= Richard Brunton (artist) =

British-American artist

Richard Brunton (c. 1749September 8, 1832) was a British-American artist most notable for his work depicting the American Revolutionary War.

== Biography ==
Brunton claimed to have been born in Birmingham, England in 1749. He was listed as an apprentice to Joseph Troughton in 1766. From a muster roll dating from May to December 1774, Brunton was listed as a soldier, a part of the grenadier company in the 38th Regiment of Foot. He arrived on July 6, 1774, in the port of Boston. However, he deserted in June 1779 from Verplanck's Point, New York. He married Polly Fullerton on October 14, 1779. In January 1783, Polly and Richard traveled to Groton, Massachusetts while Polly was pregnant.
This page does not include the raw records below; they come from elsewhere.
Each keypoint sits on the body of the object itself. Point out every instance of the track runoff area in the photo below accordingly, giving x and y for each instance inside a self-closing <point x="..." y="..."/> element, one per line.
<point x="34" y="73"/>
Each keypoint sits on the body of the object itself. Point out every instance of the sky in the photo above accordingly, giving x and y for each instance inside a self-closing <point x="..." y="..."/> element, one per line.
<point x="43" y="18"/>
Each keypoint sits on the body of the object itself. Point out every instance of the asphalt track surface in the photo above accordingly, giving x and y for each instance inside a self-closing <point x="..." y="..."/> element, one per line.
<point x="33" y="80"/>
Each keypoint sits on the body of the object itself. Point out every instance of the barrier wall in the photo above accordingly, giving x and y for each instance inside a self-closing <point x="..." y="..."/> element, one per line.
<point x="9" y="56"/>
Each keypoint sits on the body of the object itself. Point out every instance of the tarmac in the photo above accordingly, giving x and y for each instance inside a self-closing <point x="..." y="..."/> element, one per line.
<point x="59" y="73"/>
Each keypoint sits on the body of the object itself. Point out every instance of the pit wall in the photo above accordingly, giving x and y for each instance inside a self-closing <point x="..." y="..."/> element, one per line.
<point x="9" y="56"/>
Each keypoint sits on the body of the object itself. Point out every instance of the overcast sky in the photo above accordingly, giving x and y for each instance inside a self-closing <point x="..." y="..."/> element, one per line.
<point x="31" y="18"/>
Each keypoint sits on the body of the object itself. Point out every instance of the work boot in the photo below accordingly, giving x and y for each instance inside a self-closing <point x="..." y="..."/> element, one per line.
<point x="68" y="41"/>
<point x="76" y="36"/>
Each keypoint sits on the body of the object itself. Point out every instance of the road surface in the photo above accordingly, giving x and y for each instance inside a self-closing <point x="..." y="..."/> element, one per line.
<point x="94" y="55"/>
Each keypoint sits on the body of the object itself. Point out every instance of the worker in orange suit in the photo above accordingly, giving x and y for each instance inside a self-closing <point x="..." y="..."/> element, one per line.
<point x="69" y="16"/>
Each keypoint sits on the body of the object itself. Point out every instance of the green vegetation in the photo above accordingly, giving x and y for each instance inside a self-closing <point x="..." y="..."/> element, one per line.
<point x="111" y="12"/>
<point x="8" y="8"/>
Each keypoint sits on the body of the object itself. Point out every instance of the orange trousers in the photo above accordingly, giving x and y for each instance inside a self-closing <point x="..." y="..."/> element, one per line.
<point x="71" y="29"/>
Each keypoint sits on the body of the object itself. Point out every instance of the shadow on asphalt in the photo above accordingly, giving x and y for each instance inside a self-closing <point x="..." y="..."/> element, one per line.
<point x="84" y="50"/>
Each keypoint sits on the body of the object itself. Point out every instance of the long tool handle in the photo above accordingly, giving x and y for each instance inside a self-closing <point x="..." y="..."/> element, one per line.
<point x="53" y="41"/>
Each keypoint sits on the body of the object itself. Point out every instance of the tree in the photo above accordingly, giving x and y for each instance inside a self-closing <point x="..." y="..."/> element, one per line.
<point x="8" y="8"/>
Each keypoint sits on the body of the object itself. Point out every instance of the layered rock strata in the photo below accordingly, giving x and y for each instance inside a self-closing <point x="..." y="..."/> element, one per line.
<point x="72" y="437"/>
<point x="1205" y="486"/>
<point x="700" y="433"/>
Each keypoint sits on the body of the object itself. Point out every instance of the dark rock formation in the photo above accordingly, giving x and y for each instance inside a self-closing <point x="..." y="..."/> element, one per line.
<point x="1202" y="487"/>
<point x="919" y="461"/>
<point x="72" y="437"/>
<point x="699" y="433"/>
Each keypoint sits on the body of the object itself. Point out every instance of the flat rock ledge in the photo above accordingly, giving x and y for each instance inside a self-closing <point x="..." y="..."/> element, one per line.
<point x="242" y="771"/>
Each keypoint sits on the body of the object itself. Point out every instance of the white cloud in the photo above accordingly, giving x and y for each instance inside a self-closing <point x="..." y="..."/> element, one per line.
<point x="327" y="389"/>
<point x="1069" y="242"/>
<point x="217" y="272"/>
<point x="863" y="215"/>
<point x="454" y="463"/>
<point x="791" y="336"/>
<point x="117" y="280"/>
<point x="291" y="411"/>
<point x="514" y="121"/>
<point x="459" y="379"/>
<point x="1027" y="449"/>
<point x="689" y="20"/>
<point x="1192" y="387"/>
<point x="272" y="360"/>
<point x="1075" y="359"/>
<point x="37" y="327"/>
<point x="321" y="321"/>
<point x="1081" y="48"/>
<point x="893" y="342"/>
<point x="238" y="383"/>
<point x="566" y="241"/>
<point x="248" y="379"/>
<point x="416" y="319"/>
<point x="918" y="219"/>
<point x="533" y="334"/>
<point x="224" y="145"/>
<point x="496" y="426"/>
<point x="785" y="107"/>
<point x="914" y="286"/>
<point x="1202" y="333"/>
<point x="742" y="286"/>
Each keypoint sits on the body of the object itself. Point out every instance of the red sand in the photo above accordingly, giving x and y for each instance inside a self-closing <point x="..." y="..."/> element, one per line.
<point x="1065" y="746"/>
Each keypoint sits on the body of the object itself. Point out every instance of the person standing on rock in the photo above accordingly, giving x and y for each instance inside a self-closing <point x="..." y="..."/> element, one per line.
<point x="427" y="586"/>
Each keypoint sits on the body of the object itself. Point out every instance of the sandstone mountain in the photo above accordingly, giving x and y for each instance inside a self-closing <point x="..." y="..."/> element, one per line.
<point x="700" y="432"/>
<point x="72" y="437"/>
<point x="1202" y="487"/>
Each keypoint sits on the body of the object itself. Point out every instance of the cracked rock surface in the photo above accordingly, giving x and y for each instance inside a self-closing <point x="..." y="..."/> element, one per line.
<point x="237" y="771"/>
Both were later warned from the town on January 26, 1783. The couple had one son, but he died in infancy on March 5, 1783, in the town of Pepperell, where the two went after being warned from Groton. In 1795, Brunton was caught engraving counterfeit money in Enfield, Connecticut, but was released for a lack of evidence. However, he was caught once more in 1799 in Woodstock, Connecticut creating counterfeit coins, and was sentenced to serve two years of hard labor in New-Gate Prison. After his release, he was caught counterfeiting once again and received a life sentence. However, in 1811 he petitioned for his release on the grounds of illness, claiming he would return to England. However, once released he returned to Groton, Massachusetts where he would die in 1832.